In properly configured Kitchen Exhaust applications the exhaust fan is always placed downstream from the hood, precipitator, and the odor module. Configuring the system this way creates negative pressure inside the purification equipment and prevents polluted air from escaping through cabinet penetrations (access doors etc.). It also prevents the fan from loading with particulate. In other words you want to pull the air through the system, not push it.
Fans for Kitchen Exhaust need to be rated for handling grease laden air. Appropriate fans will have a UL 762 approval and listing. The main determining factors in fan selection are CFM need, total system static pressure, noise volume and discharge preference. There are two main types of fans used in Kitchen Exhaust applications.
Grease in a Commercial Kitchen Exhaust duct is highly flammable. Because of this danger commercial kitchens are required to have automatic fire suppression systems. In the USA Fire Suppression systems are governed by the codes under the National Fire Protection Agency (NFPA). Fire Suppression Systems use a combination of dry chemicals and/or wet agents to suppress fires. Suppression systems help control damage and loss to equipment and buildings. Common means of detection are through heat sensors, wiring, or manual detection (depending on system selection).
The hoods, ducts and air purification equipment are equipped with piped nozzles that carry fire suppressant to the various components of Kitchen Exhaust system to extinguish fires should they occur. These systems work in conjunction with the exhaust fan and when the systems are designed and installed this is an important consideration. In general when the system detects a fire the precipitator should shut down but the exhaust fan should still run. This is to allow the system to evacuate the heat and smoke from the fire as the chemical agents take care of the flames without interference from the precipitators.
All kitchen fire suppression systems manufactured after 1994 must comply with the UL300 standard to account for increased commercial cooking times and temperatures. Dry chemical kitchen systems have been replaced with wet systems to accommodate hotter and longer cooking times.
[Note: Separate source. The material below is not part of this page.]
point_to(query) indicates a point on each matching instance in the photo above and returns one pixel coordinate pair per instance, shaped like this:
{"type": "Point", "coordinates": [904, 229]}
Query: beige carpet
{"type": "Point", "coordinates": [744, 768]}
Some manufacturers pre-pipe their filtration units with nozzles so that during installation the fire protection company need simply hook up to these with their lines carrying the suppression agents. Air Quality Engineering does not pre-pipe for fire suppression. Local codes and ordinances along with NFPA rules are subject to change. Our preference is to have local fire suppression experts install the nozzles where local codes require them.
There needs to be a system in place to replace the large amount of air evacuated by the average Kitchen Exhaust duct system. That is where the aptly named Make-Up air system comes in. This system brings in outdoor air to replace the air that is lost up and out of the building through the exhaust system.
If this air is not replaced at the same rate that it is expelled, the building will experience a negative pressure situation (the air pressure outside the building is greater than the air pressure inside the building). Some of the most common indicators of a negative pressure problem include the suction pressure that makes exterior doors difficult to open, exhaust fans that don’t work properly, drafts around doors and windows, poor indoor air quality, and infiltration of outdoor air. These problems are more pronounced during the cold season when windows are kept closed, reducing the natural pressure-balancing effect.
A make-up air system maintains the proper balance between inside and outside air pressures while also providing many other benefits:
The make-up air unit consists of a blower (fan) that takes in fresh air and passes it through a bank of filters to remove dust and other contaminants. The amount of fresh air brought in is regulated by the dampers in the damper assembly. An actuator opens the dampers to varying degrees depending on how much fresh air is needed at the time. In a heating application the passing air is then efficiently heated by a direct-fired gas burner. The heated air is then either blown directly into a building space or it can be ducted to target locations inside a building via the air distribution system.